In the second graph the y-axis values have been chosen to emphasize the differences in values. Now imagine if that graph was displayed without y-axis labels—we might come away with an unrealistic impression of how different life expectancies are between Austria, Canada, and Ireland!
Explore#
This article from StatisticHowTo.com provides a wide variety of examples of how data visualizations have been constructed in a way that is misleading. Misleading Graphs: Real Life Examples
It is important to be skeptical of data, visualizations, and interpretations. You should also be critical of your own work, asking yourself questions such as:
Could there be any bias in the way we’ve collected or displayed the data?
Did we start out by trying to prove a point, or have we been exploring the data with an open mind?
Have we labelled our axes and used appropriate scaling?
Is there a possibility that others could be confused or misled by what we are presenting?
Do the results vary significantly from conventional or intuitive understanding? If so, is this justifiable?
Can we communicate any uncertainties using confidence intervals or error bars?
🏷️ Key Term: Confidence intervals#
A confidence interval estimates a random parameter using an interval of values rather than a single value. For instance, when we say “Tomorrow’s high temperature will be between 20 and 22 degrees Celsius,” we are using a confidence interval. The level of confidence can be specified as well: “It is 90% likely that tomorrow’s high temperature will be between 20 and 22 degrees Celsius.” Which would mean that this prediction is accurate 9 times out of 10. Political pollsters often report results as confidence intervals. For instance, they might ask 1000 people if they prefer candidate A over candidate B. If 60% of those 1000 people say A, the pollsters estimate that in the general population (which might include millions of people), between 55% and 65% prefer candidate A, and they report this interval as accurate 9 times out of 10.
🏷️ Key Term: Confidence intervals#
Error bars report the accuracy of measurement of a single, true value. Unlike a confidence interval, there is no “randomness” here. Error bars allow us to be honest about how accurately we measure or report a number. For instance, if I say “I weigh 150 pounds” it would be more realistic to say “ I weigh 150 pounds, plus or minus 5 pounds.” After all, we don’t expect a bathroom scale to be very precise. If we were buying a gold bar, we would expect more accuracy, like “150 grams, plus or minus 0.01 grams.” ( 0.01 grams of gold is worth about 75 cents, so we can see why we want lots of accuracy!).
Spurious relationships#
Not every trend or relationship that we identify in data is valid for decision-making.

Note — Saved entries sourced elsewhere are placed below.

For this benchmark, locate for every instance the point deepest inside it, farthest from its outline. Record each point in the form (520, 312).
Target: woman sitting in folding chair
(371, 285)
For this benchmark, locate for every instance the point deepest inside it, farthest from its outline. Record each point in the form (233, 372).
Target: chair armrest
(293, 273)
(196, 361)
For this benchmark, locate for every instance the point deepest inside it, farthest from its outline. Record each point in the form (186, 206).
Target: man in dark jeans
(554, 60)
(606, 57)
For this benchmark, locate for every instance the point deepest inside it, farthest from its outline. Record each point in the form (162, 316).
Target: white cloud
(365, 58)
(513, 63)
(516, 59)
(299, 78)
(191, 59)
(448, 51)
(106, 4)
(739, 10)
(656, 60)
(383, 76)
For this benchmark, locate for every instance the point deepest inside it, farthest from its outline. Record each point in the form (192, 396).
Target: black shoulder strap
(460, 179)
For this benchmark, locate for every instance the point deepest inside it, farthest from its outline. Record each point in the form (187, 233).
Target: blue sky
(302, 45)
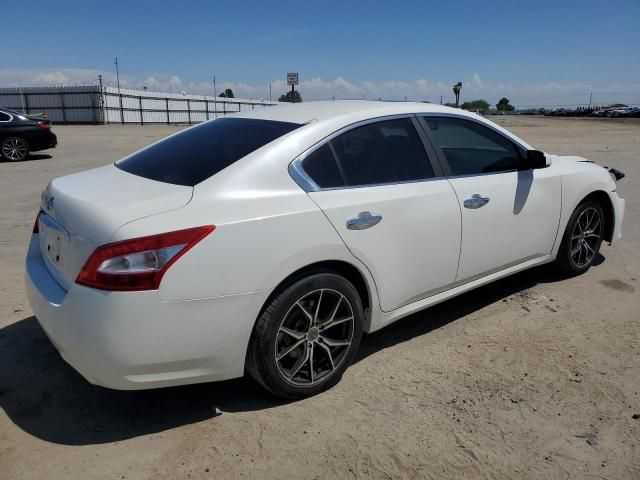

Sometimes we see correlations between variables that are not causal, or even related. These are known as spurious correlations.
person holding ice cream with a cone near a body of water during the daytime
If we found a correlation between increased ice cream consumption and increased drownings in lakes, it would not necessarily mean that eating ice cream causes drowning. In this case, it seems more likely that a third variable, such as warmer weather is the cause of both.
While in that example the variables were at least related, spurious correlations can also appear between entirely unrelated data variables.
An example of this is the so-called Washington Football Team Rule. In this rule, the results of National Football League (NFL) games between 1940 and 2000 correlated strongly with the results of subsequent United States presidential elections.
“Heatmap” by XKCD is licensed under CC BY-NC 2.5
🏁 Actviity#
The Spurious Correlations website has many excellent examples of real, yet unrelated data variables that appear to be closely correlated.
Pick out an example from the site and discuss it.
What are the reasons why these sets of data should be related?
Are there any reasons why they could be related?
See if you can come up with a well thought-out argument why the correlation is spurious, or why there may be a connection after all!